Притаившись в тени деревьев на полдороге между домом и большаком, он видел Джо на перекрестке. Он тоже услышал машину, увидел, как она подъехала, остановилась и как Джо сел в нее. Возможно, его и не интересовало, кто еще сидел в машине. Возможно, он уже знал и хотел только увидеть, в каком направлении они поедут. Возможно, он верил, что и это знает, поскольку машина могла поехать куда угодно, подходящих мест вокруг было сколько угодно, и к любому вела дорога. Ибо, по-прежнему кипя чистым и праведным негодованием, он уже повернул назад и быстро шел к дому – словно верил, что еще более великое и чистое негодование поведет его, и даже сомневаться в своем чутье ему будет не нужно. В ковровых шлепанцах, без шляпы, в ночной рубашке, заправленной в брюки, со спущенными подтяжками, он направился прямо к стойлу, оседлал свою большую старую сильную белую лошадь, и тяжелым галопом выехал на дорогу, и поскакал к большаку, хотя миссис Макихерн окликала его из кухонной двери, когда он выезжал со двора. Тем же медленным тяжеловесным галопом он устремился по большаку, вместе с животным напряженно клонясь вперед, подобно какому-то грозному воплощению скорости, хотя сама скорость отсутствовала – словно при этой холодной, непреклонной, несокрушимой убежденности в собственном всемогуществе и в собственном ясновидении, вселившейся в них обоих, ни скорость, ни знание адреса не были нужны.

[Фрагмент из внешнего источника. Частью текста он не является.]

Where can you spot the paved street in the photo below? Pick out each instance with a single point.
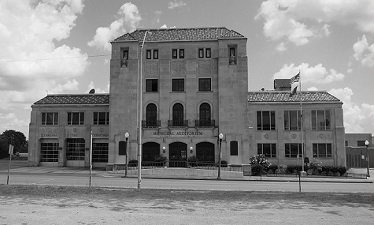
(147, 183)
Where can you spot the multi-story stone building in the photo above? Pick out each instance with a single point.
(194, 87)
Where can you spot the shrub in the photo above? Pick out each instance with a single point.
(260, 160)
(257, 170)
(281, 169)
(272, 169)
(291, 169)
(223, 163)
(133, 162)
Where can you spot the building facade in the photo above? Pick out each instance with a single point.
(194, 87)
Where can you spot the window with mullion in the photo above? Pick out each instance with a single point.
(151, 115)
(178, 114)
(177, 85)
(292, 120)
(205, 114)
(49, 118)
(205, 84)
(267, 149)
(322, 150)
(321, 120)
(291, 150)
(151, 85)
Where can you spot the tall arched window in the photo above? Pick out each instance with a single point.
(205, 115)
(151, 115)
(178, 115)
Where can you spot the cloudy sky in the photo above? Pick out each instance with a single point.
(62, 46)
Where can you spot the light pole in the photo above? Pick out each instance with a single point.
(367, 157)
(127, 138)
(220, 156)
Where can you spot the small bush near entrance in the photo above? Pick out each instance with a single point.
(133, 163)
(223, 163)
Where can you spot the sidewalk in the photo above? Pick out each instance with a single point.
(180, 173)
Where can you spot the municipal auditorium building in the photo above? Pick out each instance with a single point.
(194, 87)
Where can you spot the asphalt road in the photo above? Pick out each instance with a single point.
(181, 184)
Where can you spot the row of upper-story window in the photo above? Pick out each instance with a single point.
(75, 118)
(178, 85)
(179, 53)
(294, 150)
(321, 120)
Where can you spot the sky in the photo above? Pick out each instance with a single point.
(63, 46)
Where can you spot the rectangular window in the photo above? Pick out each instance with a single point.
(155, 54)
(322, 150)
(360, 143)
(321, 120)
(174, 53)
(100, 152)
(234, 148)
(151, 85)
(177, 85)
(149, 54)
(124, 57)
(49, 152)
(201, 53)
(49, 118)
(101, 118)
(292, 120)
(181, 53)
(232, 55)
(292, 150)
(75, 149)
(269, 150)
(208, 53)
(125, 54)
(205, 84)
(265, 120)
(75, 118)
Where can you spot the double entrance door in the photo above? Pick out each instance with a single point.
(177, 154)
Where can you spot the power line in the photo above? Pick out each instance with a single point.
(26, 60)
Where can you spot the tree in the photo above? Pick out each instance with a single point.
(16, 138)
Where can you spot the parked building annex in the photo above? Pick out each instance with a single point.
(194, 87)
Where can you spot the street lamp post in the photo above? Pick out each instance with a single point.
(126, 166)
(220, 156)
(367, 158)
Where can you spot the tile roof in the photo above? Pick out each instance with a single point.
(181, 34)
(74, 99)
(284, 96)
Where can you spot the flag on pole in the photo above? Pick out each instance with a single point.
(295, 79)
(11, 147)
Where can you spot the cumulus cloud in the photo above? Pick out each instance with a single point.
(364, 52)
(175, 4)
(357, 118)
(298, 21)
(281, 47)
(309, 74)
(91, 85)
(31, 61)
(128, 20)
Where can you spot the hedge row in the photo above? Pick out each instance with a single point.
(258, 170)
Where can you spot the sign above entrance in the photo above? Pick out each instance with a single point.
(178, 133)
(175, 133)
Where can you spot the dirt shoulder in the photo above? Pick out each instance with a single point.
(80, 205)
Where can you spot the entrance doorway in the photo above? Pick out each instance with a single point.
(150, 151)
(177, 154)
(205, 152)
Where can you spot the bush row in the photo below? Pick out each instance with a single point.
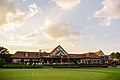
(21, 66)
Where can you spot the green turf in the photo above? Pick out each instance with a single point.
(60, 74)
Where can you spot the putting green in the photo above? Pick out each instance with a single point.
(60, 74)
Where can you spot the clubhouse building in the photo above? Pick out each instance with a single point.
(59, 56)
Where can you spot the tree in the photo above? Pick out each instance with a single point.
(2, 61)
(4, 51)
(4, 54)
(113, 55)
(118, 56)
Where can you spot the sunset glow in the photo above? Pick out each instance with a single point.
(79, 26)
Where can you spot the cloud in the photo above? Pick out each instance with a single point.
(10, 14)
(110, 10)
(66, 4)
(60, 29)
(32, 34)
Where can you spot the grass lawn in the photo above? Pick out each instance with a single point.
(61, 74)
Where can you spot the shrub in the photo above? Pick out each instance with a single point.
(2, 61)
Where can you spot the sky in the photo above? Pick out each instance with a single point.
(77, 25)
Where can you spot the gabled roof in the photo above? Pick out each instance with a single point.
(86, 55)
(99, 53)
(58, 50)
(23, 54)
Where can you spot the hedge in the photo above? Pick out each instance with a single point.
(21, 66)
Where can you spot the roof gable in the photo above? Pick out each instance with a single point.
(99, 53)
(58, 51)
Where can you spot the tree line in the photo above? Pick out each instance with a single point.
(115, 56)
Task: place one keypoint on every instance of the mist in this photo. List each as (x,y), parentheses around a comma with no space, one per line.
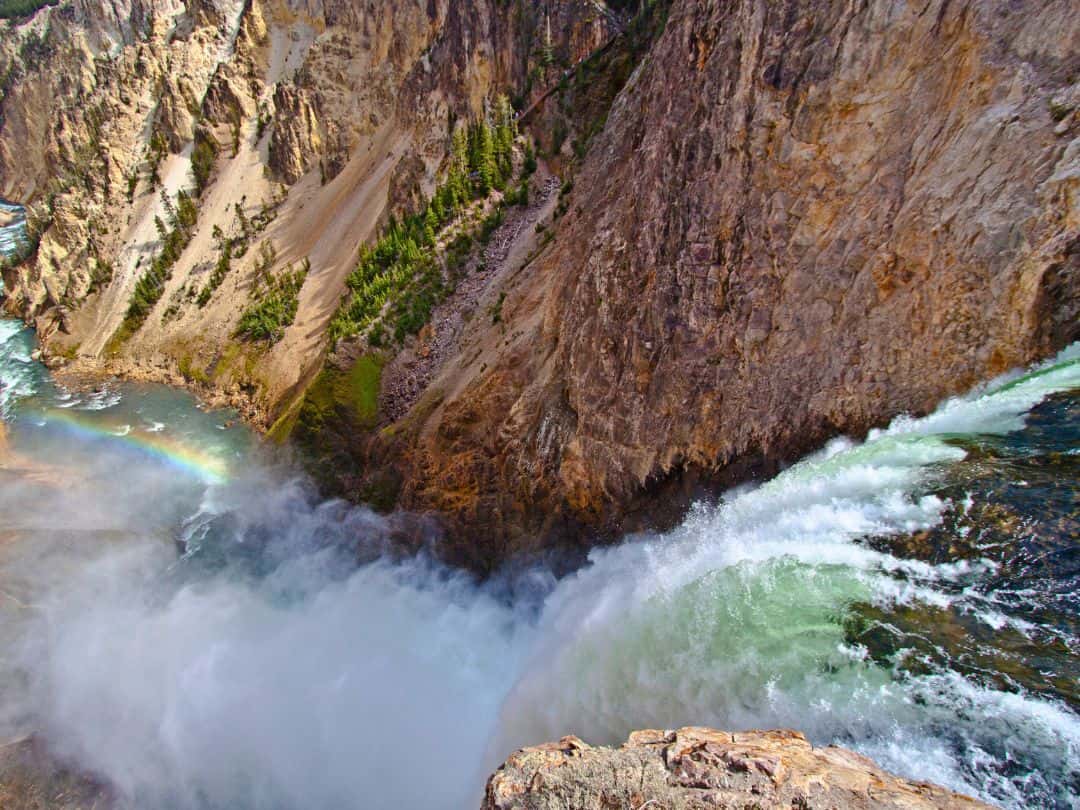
(262,670)
(219,645)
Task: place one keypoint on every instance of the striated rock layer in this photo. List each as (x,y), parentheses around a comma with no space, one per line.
(699,768)
(799,219)
(778,221)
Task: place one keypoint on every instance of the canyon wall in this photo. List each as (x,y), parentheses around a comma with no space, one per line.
(298,129)
(774,223)
(799,220)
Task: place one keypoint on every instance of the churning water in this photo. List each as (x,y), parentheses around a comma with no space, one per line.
(189,622)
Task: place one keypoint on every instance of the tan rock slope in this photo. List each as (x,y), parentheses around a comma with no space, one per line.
(799,220)
(775,223)
(699,768)
(306,125)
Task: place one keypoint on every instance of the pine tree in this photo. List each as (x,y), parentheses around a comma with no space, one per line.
(487,169)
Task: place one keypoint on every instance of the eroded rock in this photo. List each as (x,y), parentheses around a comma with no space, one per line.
(698,768)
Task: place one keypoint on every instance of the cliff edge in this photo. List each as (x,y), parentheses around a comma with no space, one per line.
(699,768)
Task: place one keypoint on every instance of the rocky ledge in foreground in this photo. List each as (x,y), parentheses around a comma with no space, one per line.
(703,768)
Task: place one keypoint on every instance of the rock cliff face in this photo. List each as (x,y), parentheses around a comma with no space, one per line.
(778,221)
(289,123)
(698,768)
(799,219)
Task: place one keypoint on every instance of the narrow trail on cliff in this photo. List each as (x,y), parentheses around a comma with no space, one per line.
(202,637)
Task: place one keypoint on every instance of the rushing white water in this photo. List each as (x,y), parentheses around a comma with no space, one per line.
(280,676)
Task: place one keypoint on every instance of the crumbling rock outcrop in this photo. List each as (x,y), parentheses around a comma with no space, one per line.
(699,769)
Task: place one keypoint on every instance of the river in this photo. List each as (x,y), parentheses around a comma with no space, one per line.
(186,617)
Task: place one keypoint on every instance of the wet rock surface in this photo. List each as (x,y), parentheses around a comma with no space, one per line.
(699,768)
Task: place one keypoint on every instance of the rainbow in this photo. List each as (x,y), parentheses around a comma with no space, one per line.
(204,466)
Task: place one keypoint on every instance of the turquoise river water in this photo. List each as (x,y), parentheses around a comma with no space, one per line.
(187,620)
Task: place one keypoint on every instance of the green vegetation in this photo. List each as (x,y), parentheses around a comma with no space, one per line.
(275,305)
(156,152)
(14,9)
(203,157)
(353,394)
(181,217)
(400,280)
(217,275)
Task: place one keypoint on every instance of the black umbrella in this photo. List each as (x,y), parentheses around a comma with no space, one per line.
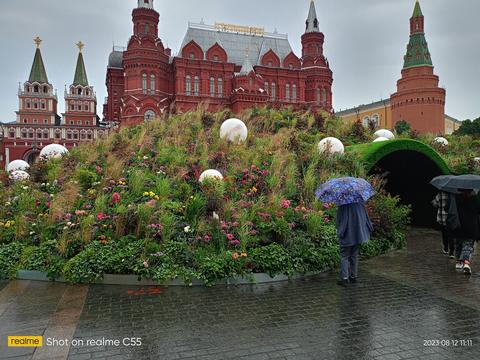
(464,182)
(440,182)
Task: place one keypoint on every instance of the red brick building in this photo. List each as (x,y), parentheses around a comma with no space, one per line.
(418,99)
(224,66)
(38,124)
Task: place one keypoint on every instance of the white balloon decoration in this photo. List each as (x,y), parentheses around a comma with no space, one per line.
(53,151)
(384,133)
(210,174)
(441,140)
(380,139)
(332,145)
(234,130)
(17,165)
(19,175)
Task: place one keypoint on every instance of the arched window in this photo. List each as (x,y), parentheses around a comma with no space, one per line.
(153,84)
(220,87)
(149,115)
(144,83)
(196,86)
(188,85)
(212,87)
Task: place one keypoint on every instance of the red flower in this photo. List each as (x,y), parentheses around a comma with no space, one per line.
(115,198)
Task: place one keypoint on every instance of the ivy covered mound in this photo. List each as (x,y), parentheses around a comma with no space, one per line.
(132,203)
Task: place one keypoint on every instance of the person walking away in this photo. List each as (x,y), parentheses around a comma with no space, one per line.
(448,241)
(353,229)
(468,208)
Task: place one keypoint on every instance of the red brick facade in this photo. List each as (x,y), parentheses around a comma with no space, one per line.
(144,80)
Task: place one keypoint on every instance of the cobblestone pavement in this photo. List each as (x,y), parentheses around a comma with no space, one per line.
(404,299)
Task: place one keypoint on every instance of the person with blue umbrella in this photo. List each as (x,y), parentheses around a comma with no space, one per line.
(353,223)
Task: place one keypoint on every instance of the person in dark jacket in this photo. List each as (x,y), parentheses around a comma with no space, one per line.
(353,229)
(468,208)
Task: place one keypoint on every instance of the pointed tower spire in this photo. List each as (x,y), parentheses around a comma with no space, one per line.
(247,66)
(312,20)
(80,72)
(417,48)
(417,11)
(38,73)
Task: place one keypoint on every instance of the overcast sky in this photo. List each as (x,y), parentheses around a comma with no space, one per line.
(365,41)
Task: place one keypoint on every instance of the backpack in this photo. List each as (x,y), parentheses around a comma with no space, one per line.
(453,220)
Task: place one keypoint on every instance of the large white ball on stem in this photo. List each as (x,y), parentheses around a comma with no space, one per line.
(384,133)
(17,165)
(234,130)
(210,175)
(53,151)
(331,145)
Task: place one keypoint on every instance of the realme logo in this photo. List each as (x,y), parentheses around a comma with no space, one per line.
(25,341)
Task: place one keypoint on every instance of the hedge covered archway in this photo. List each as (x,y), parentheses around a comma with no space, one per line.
(408,166)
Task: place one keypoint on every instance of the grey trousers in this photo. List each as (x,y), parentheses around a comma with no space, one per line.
(349,261)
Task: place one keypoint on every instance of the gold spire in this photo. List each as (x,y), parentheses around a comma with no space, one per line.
(37,41)
(80,46)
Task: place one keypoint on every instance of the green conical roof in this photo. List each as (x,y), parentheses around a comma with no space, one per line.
(417,11)
(38,72)
(80,72)
(417,52)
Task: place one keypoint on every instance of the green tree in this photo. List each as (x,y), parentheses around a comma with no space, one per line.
(403,127)
(469,127)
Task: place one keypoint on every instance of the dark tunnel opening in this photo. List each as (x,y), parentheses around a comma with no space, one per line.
(408,175)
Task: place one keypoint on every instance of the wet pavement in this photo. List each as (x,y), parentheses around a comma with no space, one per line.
(410,304)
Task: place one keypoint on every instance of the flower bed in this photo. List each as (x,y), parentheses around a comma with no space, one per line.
(132,203)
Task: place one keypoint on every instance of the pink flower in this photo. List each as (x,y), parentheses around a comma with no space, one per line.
(115,198)
(285,204)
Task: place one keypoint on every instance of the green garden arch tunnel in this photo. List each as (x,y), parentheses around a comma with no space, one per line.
(408,166)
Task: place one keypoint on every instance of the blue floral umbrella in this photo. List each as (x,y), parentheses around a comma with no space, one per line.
(347,190)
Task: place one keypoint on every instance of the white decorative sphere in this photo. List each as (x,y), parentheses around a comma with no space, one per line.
(53,151)
(19,175)
(17,165)
(210,174)
(234,130)
(384,133)
(441,140)
(332,145)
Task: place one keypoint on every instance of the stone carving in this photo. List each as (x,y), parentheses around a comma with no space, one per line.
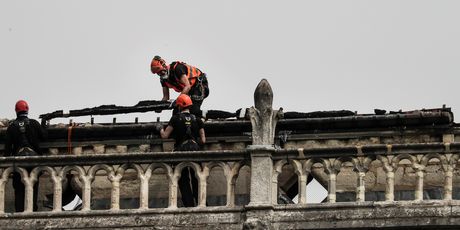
(263,117)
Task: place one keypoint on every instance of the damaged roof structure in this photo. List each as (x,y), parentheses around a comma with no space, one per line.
(401,163)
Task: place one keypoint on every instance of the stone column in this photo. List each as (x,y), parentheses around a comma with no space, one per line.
(2,195)
(29,194)
(144,189)
(86,199)
(448,183)
(263,120)
(419,186)
(115,197)
(389,187)
(57,198)
(361,189)
(332,185)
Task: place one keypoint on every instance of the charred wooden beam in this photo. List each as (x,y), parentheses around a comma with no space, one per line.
(141,107)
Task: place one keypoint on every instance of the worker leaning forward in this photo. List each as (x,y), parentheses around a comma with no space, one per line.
(189,134)
(182,78)
(22,139)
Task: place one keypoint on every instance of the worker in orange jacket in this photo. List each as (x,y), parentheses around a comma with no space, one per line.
(184,79)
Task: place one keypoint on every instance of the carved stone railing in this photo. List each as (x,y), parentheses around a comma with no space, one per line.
(115,165)
(387,158)
(397,162)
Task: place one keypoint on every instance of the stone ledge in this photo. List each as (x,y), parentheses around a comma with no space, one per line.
(366,215)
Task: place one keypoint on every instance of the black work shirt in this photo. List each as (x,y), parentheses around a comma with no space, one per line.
(15,139)
(180,129)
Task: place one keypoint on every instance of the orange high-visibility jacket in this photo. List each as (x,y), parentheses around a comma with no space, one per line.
(192,74)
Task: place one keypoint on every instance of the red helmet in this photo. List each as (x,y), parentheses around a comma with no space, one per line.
(183,101)
(21,106)
(157,65)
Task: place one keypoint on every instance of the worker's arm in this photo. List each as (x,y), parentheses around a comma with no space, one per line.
(186,83)
(164,133)
(202,136)
(8,143)
(165,94)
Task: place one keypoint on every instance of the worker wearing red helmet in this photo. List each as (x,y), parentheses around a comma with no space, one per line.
(22,139)
(189,134)
(184,79)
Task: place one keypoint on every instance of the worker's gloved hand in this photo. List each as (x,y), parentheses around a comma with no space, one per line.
(158,127)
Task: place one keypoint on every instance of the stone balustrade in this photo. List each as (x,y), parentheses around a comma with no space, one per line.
(387,159)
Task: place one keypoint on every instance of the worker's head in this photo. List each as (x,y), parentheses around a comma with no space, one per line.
(158,66)
(184,101)
(21,107)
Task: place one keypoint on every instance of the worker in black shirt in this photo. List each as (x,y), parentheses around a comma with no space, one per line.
(184,79)
(22,139)
(189,135)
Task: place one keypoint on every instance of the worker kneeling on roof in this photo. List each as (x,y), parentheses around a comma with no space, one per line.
(182,78)
(189,135)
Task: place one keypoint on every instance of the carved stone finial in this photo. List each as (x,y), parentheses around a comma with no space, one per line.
(263,117)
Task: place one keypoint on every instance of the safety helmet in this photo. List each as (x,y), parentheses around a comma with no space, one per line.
(21,106)
(157,65)
(183,101)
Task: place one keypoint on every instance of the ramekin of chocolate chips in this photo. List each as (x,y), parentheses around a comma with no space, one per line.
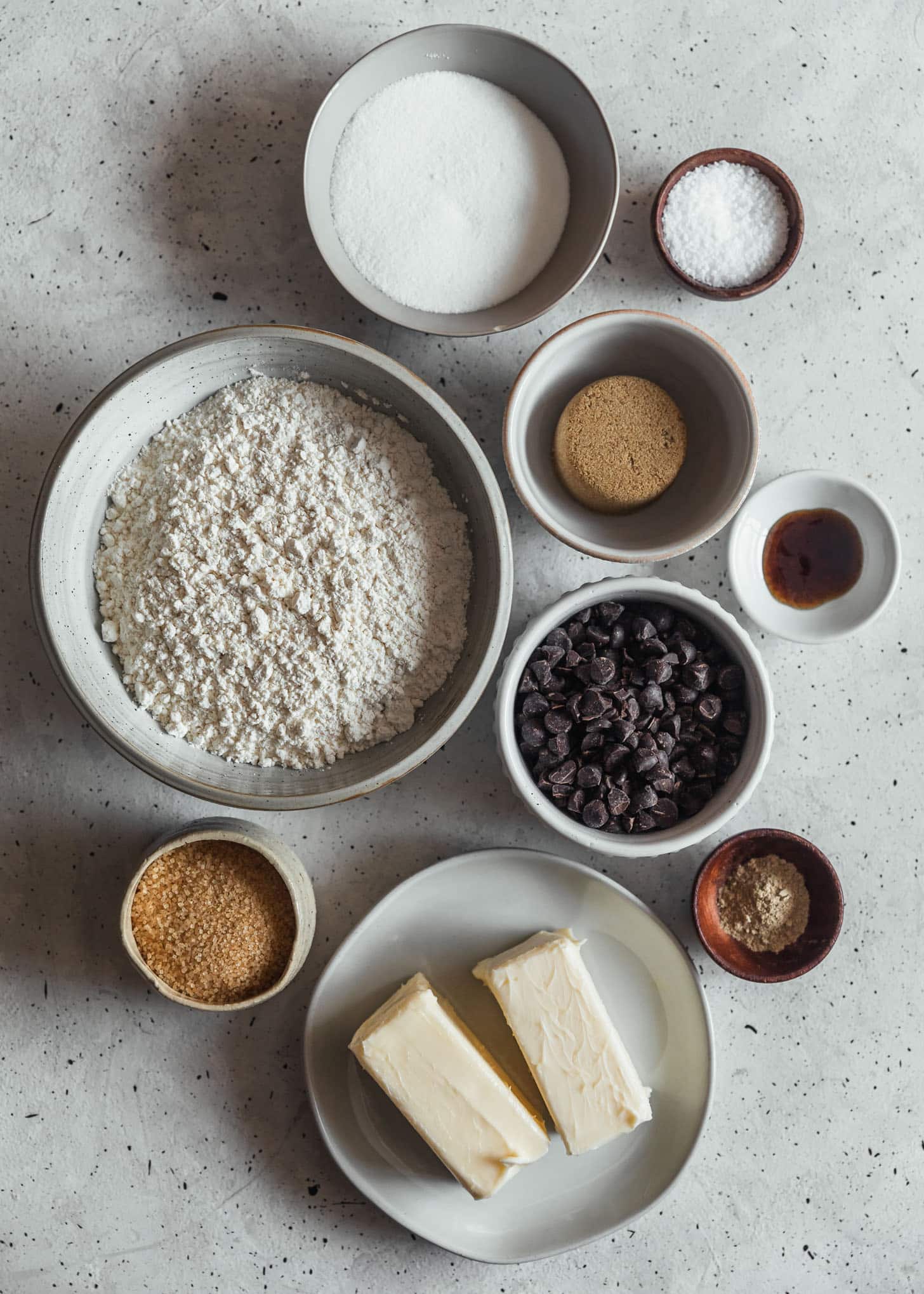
(633,716)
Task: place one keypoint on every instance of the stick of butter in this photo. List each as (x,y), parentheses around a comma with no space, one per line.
(578,1059)
(449,1088)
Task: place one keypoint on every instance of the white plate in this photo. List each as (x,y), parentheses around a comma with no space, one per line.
(844,615)
(443,922)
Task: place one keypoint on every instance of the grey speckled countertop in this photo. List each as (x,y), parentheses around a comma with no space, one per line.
(152,188)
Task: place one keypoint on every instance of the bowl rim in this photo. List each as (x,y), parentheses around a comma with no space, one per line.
(743,157)
(765,834)
(736,564)
(270,848)
(593,257)
(253,800)
(655,844)
(609,553)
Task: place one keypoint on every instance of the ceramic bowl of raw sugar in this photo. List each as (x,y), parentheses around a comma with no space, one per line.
(112,431)
(791,201)
(549,90)
(844,615)
(277,855)
(826,906)
(728,800)
(711,392)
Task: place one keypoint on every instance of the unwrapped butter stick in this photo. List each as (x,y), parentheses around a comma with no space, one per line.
(449,1088)
(578,1059)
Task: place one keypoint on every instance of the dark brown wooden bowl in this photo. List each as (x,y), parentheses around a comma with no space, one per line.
(794,208)
(826,906)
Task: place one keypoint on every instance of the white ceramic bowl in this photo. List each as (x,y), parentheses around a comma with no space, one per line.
(277,853)
(702,378)
(112,431)
(844,615)
(727,801)
(548,88)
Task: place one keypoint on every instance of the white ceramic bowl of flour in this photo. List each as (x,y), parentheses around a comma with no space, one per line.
(110,434)
(550,91)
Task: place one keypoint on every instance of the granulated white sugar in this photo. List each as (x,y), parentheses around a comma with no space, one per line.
(282,576)
(725,224)
(447,193)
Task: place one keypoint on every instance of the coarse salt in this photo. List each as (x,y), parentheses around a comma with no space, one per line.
(447,193)
(725,224)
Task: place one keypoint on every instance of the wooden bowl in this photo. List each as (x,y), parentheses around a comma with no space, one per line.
(826,906)
(794,208)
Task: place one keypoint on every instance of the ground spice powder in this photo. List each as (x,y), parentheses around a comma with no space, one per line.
(215,921)
(619,444)
(764,904)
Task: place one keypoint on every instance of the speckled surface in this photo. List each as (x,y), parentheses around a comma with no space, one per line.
(152,188)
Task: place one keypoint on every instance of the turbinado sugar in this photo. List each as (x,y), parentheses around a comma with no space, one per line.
(725,224)
(619,444)
(765,904)
(447,193)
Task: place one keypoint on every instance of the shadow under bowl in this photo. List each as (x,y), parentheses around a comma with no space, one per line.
(826,906)
(539,81)
(794,210)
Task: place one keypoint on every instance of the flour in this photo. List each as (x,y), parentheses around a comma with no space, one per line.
(282,576)
(447,193)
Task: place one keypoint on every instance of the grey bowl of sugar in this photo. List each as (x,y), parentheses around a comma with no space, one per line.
(543,86)
(109,435)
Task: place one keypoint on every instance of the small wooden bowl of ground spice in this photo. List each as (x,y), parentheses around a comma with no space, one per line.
(768,905)
(219,916)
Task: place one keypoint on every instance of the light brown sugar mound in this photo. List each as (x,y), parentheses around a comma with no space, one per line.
(214,921)
(619,444)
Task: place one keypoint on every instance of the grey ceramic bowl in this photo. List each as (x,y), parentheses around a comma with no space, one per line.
(550,90)
(712,394)
(277,853)
(112,431)
(728,800)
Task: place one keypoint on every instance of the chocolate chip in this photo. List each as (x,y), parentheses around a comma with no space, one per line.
(558,638)
(576,801)
(651,698)
(616,756)
(590,777)
(559,744)
(657,670)
(602,670)
(642,629)
(596,814)
(631,716)
(593,704)
(644,799)
(697,676)
(565,774)
(664,813)
(708,707)
(617,800)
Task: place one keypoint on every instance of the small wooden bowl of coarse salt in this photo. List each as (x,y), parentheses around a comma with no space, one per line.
(768,905)
(728,224)
(219,916)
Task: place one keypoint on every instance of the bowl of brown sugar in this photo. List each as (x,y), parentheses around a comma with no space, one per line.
(768,905)
(219,916)
(631,436)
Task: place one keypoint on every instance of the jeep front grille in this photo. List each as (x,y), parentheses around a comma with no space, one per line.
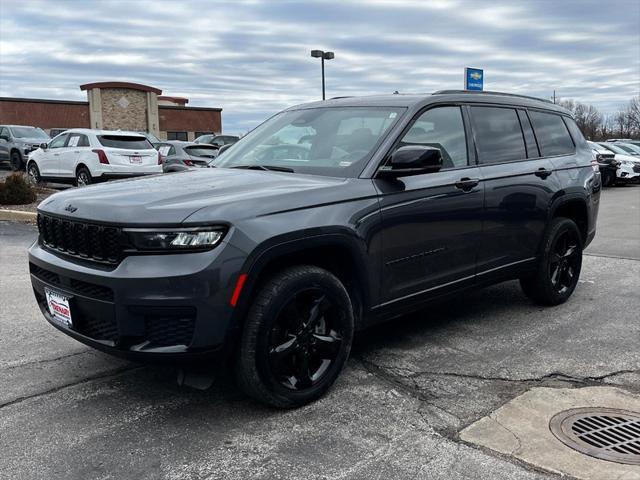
(93,242)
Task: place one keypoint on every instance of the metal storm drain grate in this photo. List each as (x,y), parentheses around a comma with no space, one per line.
(605,433)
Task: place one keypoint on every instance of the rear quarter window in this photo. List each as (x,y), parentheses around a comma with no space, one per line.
(575,132)
(552,134)
(125,141)
(498,134)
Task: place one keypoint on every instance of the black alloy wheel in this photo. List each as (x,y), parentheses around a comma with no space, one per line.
(558,269)
(305,339)
(296,338)
(83,177)
(564,262)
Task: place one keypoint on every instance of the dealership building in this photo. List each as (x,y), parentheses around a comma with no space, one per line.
(115,106)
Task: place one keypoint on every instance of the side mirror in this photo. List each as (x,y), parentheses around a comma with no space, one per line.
(412,160)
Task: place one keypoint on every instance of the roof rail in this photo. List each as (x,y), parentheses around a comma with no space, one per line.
(484,92)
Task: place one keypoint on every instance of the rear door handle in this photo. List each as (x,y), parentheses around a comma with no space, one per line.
(466,183)
(542,173)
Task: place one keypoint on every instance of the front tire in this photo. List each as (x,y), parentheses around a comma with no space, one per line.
(559,267)
(608,178)
(33,172)
(16,161)
(297,337)
(83,177)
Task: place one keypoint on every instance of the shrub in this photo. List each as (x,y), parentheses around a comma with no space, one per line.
(15,190)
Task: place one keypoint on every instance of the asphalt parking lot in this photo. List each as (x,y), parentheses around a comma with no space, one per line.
(68,412)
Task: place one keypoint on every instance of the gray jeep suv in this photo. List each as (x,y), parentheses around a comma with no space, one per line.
(17,141)
(327,218)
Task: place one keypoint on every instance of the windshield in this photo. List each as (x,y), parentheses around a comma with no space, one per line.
(202,151)
(29,132)
(629,148)
(203,139)
(614,148)
(323,141)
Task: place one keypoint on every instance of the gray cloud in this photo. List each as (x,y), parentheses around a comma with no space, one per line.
(252,57)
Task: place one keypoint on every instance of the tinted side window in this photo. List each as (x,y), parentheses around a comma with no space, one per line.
(529,138)
(552,134)
(575,132)
(443,128)
(177,136)
(498,136)
(59,141)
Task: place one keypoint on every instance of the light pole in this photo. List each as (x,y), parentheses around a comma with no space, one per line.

С той же самой скоростью он прискакал прямо к месту, которое искал и нашел посреди целой ночи и чуть ли не целой половины округа, хотя оно было не так уж и далеко. Не проехав и четырех миль, он услышал впереди музыку, а потом увидел у дороги освещенные окна однокомнатного здания школы. Он знал, где находится школа, но знать о том, что там состоятся танцы, ему было неоткуда и незачем. И все же он прискакал прямо к ней и въехал в рощицу, запруженную тенями пустых машин, колясок, оседланных лошадей и мулов, и соскочил на землю чуть ли не раньше, чем остановилась лошадь. Он даже не привязал ее. Соскочил и в ковровых шлепанцах, со спущенными подтяжками, круглоголовый, выставив короткую, тупую, возмущенную бороду, побежал к открытой двери и открытым окнам, где играла музыка и при керосиновом свете в какой-то планомерной кутерьме мельтешили тени.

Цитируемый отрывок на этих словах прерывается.